Linear Minimum Mean Squared Error (MMSE) Multiple Input Multiple Output (MIMO) detector for RISC-V with support for "V" Vector Extension based on Cholesky decomposition. Supports ARA and baremetal. Implements fixed- and floating-point solutions (LDL and LL Cholesky decompositions respectively). Vectorizes along the subcarriers dimension.

Multiple user antennas transmit data (x) to a base station equiped with multiple receiving antennas. Application of a multiplexing channel H and noise n yields a received signal vector y.
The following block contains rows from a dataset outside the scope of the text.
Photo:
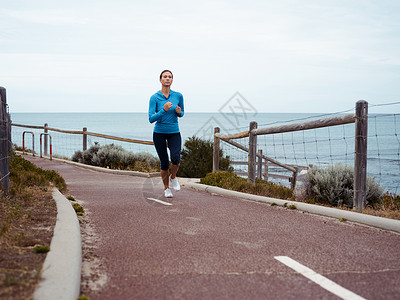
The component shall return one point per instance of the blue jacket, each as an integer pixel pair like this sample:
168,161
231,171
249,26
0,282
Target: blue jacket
166,121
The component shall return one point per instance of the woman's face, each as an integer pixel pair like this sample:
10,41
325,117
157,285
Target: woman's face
166,79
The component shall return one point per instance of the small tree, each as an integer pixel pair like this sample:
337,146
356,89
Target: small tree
197,159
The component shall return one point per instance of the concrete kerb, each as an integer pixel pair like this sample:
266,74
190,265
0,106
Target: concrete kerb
374,221
61,272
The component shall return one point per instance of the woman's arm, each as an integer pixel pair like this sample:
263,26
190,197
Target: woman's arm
153,114
182,106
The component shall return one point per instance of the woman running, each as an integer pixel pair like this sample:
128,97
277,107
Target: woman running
164,108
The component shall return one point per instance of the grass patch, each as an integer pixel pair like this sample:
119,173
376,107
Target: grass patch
27,218
78,209
41,249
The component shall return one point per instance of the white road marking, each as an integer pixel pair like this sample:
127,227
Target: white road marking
159,201
318,279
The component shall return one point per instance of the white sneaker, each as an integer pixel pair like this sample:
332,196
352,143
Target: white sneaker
168,193
175,184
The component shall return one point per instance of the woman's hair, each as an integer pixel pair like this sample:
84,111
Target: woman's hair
166,71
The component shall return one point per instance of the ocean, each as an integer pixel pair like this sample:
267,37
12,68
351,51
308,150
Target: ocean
322,147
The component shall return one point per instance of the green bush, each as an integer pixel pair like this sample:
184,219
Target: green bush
334,185
197,159
231,181
116,157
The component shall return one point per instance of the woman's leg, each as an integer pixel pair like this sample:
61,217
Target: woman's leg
175,146
160,143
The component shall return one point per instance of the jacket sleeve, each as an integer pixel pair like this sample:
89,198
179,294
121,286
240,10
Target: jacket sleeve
182,106
153,114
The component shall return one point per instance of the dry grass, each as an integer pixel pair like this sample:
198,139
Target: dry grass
27,219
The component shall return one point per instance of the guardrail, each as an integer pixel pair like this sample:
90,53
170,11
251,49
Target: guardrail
360,118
Channel and noise estimators support with the channel matrix H and a noise covariance matrix R. This program implements a detector that approximates x from y, H and R.

• NUM_RX - number of receiving antennas.
• NUM_TX - number of transmitting antennas.
• NUM_SC - number of subcarriers.
• x - transmitted signal.
• y - received signal.
• H - multiplexing channel matrix.
• n - noise vector on the receiving antennas.
• R - noise covariance matrix.

Find such x that x = G^{-1} H^H y where G is a Gram matrix defined as G = (H^H H + R) and H^H is a Hermittian transpose of H. This is done in 5 steps:

• cmatgram: Calculate G = H^H H + R
• ccholesky: Perform Cholesky decomposition (G=LL^H or G=LDL^H)
• cmatvecmul: Multiply H^H and y (HHy=H^H y)
• cforwardsub: Perform forward substitution to find such z that Lz=HHy
• cbackwardsub: Perform backward substitution to find such x that z=L^H x (or D^{-1} z = L^H x in case of LDL Cholesky)
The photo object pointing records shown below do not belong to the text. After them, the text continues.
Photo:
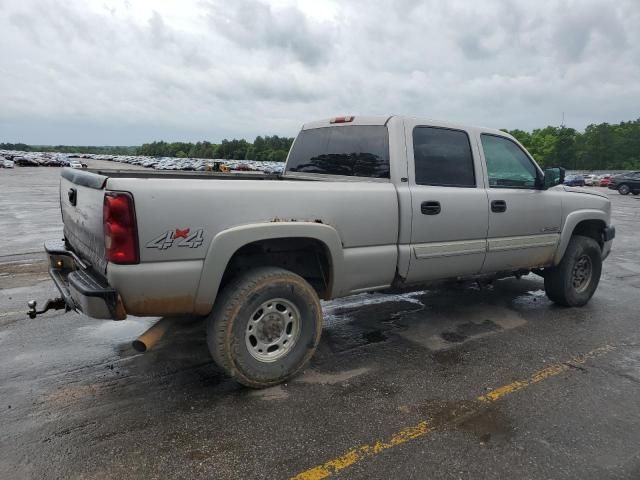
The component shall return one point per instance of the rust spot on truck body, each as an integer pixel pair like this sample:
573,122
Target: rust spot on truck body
164,306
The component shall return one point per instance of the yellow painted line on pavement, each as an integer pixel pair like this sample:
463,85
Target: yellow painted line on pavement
362,452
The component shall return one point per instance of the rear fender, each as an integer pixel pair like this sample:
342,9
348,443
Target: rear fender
226,243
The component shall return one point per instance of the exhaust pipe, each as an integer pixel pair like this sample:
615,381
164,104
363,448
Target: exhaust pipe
148,339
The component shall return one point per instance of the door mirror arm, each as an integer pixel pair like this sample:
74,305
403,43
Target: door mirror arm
552,177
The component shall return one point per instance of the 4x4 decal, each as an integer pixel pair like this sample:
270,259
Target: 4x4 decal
180,237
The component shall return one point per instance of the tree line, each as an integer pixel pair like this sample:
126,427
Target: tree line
272,148
601,146
98,150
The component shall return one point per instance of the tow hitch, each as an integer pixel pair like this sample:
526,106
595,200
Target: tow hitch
52,304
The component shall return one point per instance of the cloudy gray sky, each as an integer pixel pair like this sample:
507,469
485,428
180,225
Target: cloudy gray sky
124,72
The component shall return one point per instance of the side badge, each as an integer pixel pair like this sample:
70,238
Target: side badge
182,237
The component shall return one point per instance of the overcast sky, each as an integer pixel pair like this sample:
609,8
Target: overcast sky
124,72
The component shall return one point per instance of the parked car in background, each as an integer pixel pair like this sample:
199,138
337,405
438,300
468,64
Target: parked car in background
591,180
605,180
626,183
574,181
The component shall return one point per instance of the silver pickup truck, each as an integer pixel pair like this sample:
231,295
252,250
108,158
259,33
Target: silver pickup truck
364,204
The following data flow diagrams demonstrate element-wise formulas for both LL and LDL based detection:

Each of the five operations is implemented in its source file in src. main.c contains memory intialization and cycles measurments for each function.

scripts/gen_data.py generates x, H, R and n in data directory. re and im in the names mean real and imaginary parts. Then the data is loaded diectly into the program memory compile-time in main.c (thanks to ChaN for sharing the macro).

Compile by passing configuration parameters to make:

$ make help

Usage:
  make [ARCH=<arch>] [DATA_TYPE=<type>] [PLATFORM=<platform>] [NUM_RX=<num_rx>] [NUM_TX=<num_tx>] [NUM_SC=<num_sc>]

Supported ARCH values:
  - x86 (default)
  - rv
  - rvv

Supported DATA_TYPE values:
  - float (default)
  - fixed

Supported PLATFORM values:
  - linux (default)
  - ara
  - baremetal

Supported NUM_RX values: integers > 0 (default = 4)
Supported NUM_TX values: integers > 0 (default = 4)
Supported NUM_SC values: integers > 0 (default = 1024)

Debug mode:
  - DEBUG=0 (default, optimized with -O1)
  - DEBUG=1 (debug mode with -g -O0)

• ARCH:
  • x86 - (x86-64) for testing purposes. Sequential solution, no vectorization.
  • rv - RISC-V 64 (rv64) without "V" extension. Sequential solution, no vectorization.
  • rvv - rv64v. Vectorized solution.
• DATA_TYPE:
  • float - all the data and computation is done with float. Requires "F" extension. Uses LL Cholesky.
  • fixed - Q31 fixed-point. Uses LDL Cholesky.
• PLATFORM - this parameter currently only affects printf:
  • linux - printf from <stdio.h>
  • ara - ARA's printf from apps/common. Assumes the repository is in the apps directory`.
  • baremental - simple UART printf strictly to output the cycles as used in main.c. NOT IMPLEMENTED YET.

Running make with the given parameters will create build directory and an .elf with the parameters in its name.